The Mellon Research Initiative in Racial Capitalism Presents:
Wan-Chuan Kao, “In the Lap of Whiteness”
What did the premodern hold look like? What cargoes and feelings did it traffic? If the hold, in Fred Moten and Stefano Harney’s formulation, is a periodizing and racializing technology of modern logistics, the two imbricated vectors do not necessarily coincide. Instead of approaching the premodern hold from a modern biologization of race or from a cultural-political mode of historiography, Kao proposes a method grounded in empathy studies. Kao takes as a litmus test “The Squire’s Tale” by Chaucer, in particular its image of a feminine lap cradling a wounded talking falcon that signifies whiteness as racial capital in the guise of courtliness. An alternative to the extraction model of racial capitalism, Canacee’s empathic lap is one figuration of the premodern hold that attempts to traffic whiteness as its terrible load. Next, Kao considers periodization as the historiographic equivalent to racial passing, arguing that the two phenomena share traits and tactics, and that classification and recognition do not always align.

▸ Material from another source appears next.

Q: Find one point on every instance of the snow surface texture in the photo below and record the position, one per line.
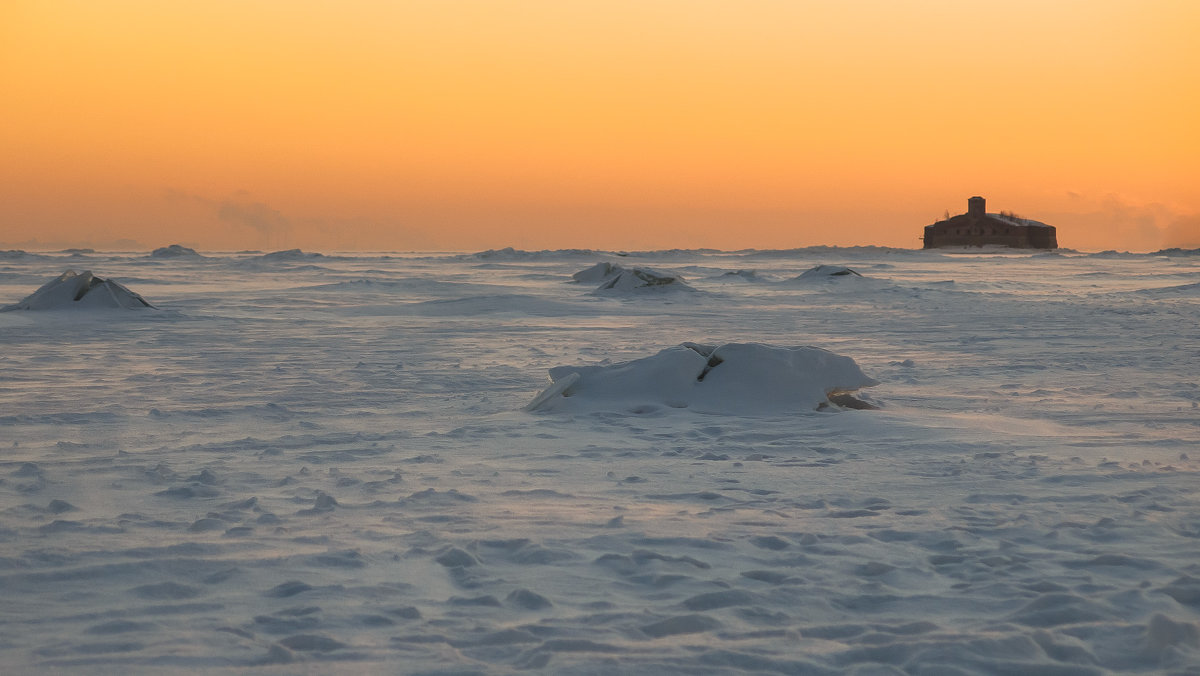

In fact, the empathic scene is often marked by the non-coincidence of subjects—a certain wrongness inherent in a failed encounter—that demands willful interpellation. Kao then turns to the reception history of “The Squire’s Tale” and contend that Spenser and Milton repurpose the text through a Foucauldian contre-move rooted in modernist, Orientalist strategies of differentiating texts, bodies, affects, and histories. Periodization is the racial logistics of time.